Can An Advanced Degree Advance Your Winemaking?

Emily Hodson, Winemaker for Veritas Vineyard & Winery in Virginia, possesses a Master’s Degree in Enology from Virginia Tech.

Hodson, who said she studied under Dr. Bruce Zoeckline, was already working in wine when she pursued the course of study, and said she loved the opportunity to study and work at the same time, applying her studies to her winemaking in real time.

But did getting a Master’s improve her winemaking?

“I am not sure the degree specifically changed my approach to making wine, but it certainly allowed me to understand the practical and chemical side of winemaking,” Hodson told Vintner Magazine. “When you are comfortable with running labs and analyzing results, it makes the creative winemaking side a lot more fun because you have a good understanding of the basic chemistry and stability of wine — basically the strong points and weak points of what you’re working on.”

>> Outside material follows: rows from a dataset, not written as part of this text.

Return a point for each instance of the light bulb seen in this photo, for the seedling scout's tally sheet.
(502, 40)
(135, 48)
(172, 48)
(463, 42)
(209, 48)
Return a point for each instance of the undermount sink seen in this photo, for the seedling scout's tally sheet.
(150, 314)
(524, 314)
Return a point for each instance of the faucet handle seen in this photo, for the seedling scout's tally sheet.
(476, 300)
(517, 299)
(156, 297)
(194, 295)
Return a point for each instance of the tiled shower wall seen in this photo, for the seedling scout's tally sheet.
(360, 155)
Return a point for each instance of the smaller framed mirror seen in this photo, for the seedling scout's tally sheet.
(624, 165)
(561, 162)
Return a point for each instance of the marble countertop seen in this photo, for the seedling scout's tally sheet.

READ MORE: How This Infectious Disease Expert Became An Expert Winemaker

Hodson was already of a scientific mindset and says she accidentally fell into the craft. She was taking a year off from working in the public health field in infectious diseases, and her parents were preparing to plant a vineyard. She started helping them and fell in love with the process.

“It was a wonderful wormhole of science married with the beauty of actually creating something from crop that you spend most of the year tending to,” she said.